2. What are the world’s most spoken languages?

The world’s most widely spoken languages by number of native speakers and as a second language, according to figures from UNESCO (The United Nations’ Educational, Scientific and Cultural Organization), are: Mandarin Chinese, English, Spanish, Hindi, Arabic, Bengali, Russian, Portuguese, Japanese, German and French.

3.Which are the hardest languages to learn?

The ease or difficulty of learning another language can depend on your mother tongue. In general, the closer the second language is to the learner’s native tongue and culture in terms of vocabulary, sounds or sentence structure, the easier acquisition will be. So, a Polish speaker will find it easier to learn another Slavic language like Czech than an Asian language such as Japanese, while linguistic similarities mean that a Japanese speaker would find it easier to learn Mandarin Chinese than Polish. Dutch is said to be the easiest language for native English speakers to pick up, while research shows that for those native English speakers who already know another language, the five most difficult languages to get your head around are Arabic, Cantonese, Mandarin Chinese, Japanese and Korean.

4. Endangered languages

Globalisation and cultural homogenisation mean that many of the world’s languages are in danger of vanishing. UNESCO has identified 2,500 languages which it claims are at risk of extinction. One quarter of the world’s languages are spoken by fewer than 1,000 people and if these are not passed down to the next generation, they will be gone forever.

5. Languages in the world

When NASA launched the ‘Voyager 1 & 2’ spacecraft in 1977, they put on board golden discs containing the sights and sounds of Earth, including greetings in 55 of the world’s most widely understood languages. These are currently travelling through space! The United Nations uses six official languages to conduct business: English, French, Spanish, Chinese, Russian and Arabic. Under the Romans, Latin became the lingua franca across Europe. As of 2010 the European Union has 23 official and working languages: Bulgarian, Czech, Danish, Dutch, English, Estonian, Finnish, French, German, Greek, Hungarian, Irish, Italian, Latvian, Lithuanian, Maltese, Polish, Portuguese, Romanian, Slovak, Slovene, Spanish and Swedish.

6. Artificial languages

Around 200 artificial languages have been created since the 17th century. The first were invented by scholars for communication among philosophers. Later ones were developed by less scholarly men for trade, commerce and international communication. They include ‘Interlingua’ (a mixture of Latin and Romance with Chinese-like sentence structure), ‘Ido’, ‘Tutonish’ (a simplified blend of Anglo-Saxon English and German) and the more commonly-known ‘Esperanto’, invented by Ludwig Zamenhof, a Jewish ophthalmologist from Poland, in 1887. Esperanto is a spoken and written blend of Latin, English, German and Romance elements and literally means “one who hopes”. Today, Esperanto is widely spoken by approximately 2 million people across the world.
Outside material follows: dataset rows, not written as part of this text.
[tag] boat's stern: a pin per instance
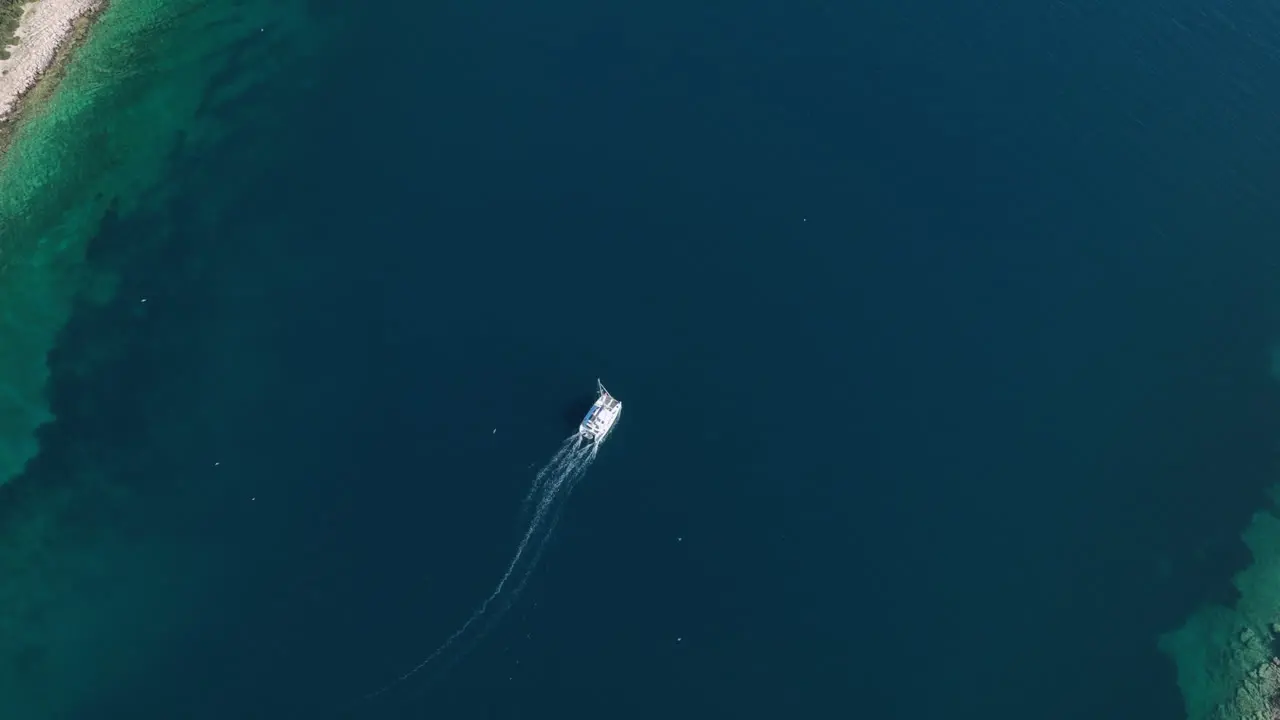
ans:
(600, 418)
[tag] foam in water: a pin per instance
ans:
(552, 484)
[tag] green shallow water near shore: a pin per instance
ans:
(155, 82)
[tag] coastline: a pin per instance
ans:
(48, 35)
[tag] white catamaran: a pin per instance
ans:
(600, 418)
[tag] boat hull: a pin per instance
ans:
(600, 419)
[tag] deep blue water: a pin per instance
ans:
(941, 333)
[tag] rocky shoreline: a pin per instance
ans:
(45, 28)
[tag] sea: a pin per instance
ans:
(944, 335)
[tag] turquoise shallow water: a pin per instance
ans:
(942, 333)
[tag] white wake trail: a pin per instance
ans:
(552, 483)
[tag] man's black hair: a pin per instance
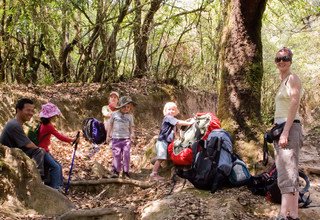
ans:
(45, 120)
(21, 102)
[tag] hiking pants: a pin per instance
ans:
(55, 171)
(121, 154)
(287, 160)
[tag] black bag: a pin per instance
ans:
(204, 169)
(265, 184)
(94, 130)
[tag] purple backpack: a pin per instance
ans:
(94, 130)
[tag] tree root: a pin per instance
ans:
(96, 212)
(141, 184)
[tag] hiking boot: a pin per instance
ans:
(156, 177)
(153, 160)
(115, 174)
(126, 175)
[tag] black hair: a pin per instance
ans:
(21, 102)
(45, 120)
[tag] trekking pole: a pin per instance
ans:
(75, 143)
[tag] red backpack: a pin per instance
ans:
(180, 151)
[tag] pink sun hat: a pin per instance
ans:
(49, 110)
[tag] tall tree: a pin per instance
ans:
(240, 65)
(141, 36)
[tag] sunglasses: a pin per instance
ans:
(284, 59)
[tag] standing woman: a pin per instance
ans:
(287, 149)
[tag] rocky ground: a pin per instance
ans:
(94, 193)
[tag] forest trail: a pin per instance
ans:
(140, 198)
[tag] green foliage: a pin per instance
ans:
(294, 24)
(46, 80)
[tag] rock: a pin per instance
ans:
(22, 188)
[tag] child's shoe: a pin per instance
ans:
(156, 177)
(115, 174)
(126, 175)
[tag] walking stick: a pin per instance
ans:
(75, 143)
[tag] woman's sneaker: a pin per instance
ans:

7. “Ouch”, “Mama?” The origins of language

Some of the oldest languages known include Sanskrit, Sumerian, Hebrew and Basque. A study of macaque monkeys suggests that languages may have evolved to replace grooming as a better way of forging social ties amongst our ancestors. Another theory is that our ancient predecessors imitated natural sounds: e.g. the bird that made a “caw caw” sound became a ‘cuckoo’in a similar way to today’s children calling things by the sound that they make: “Look, there’s a moo, baa, choo-choo!”. Human communication might have been sparked by involuntary sounds such as “ouch” or “eek” or by communal activities such as heaving or carrying heavy objects, coordinated by shouts of “yo-he-ho”, etc. Another theory proposes that language evolved from the communication between mother and baby, with the mother repeating the baby’s babbling and giving it a meaning. Indeed, in most languages “mama” or similar “ma”-sounds actually mean ‘mother’.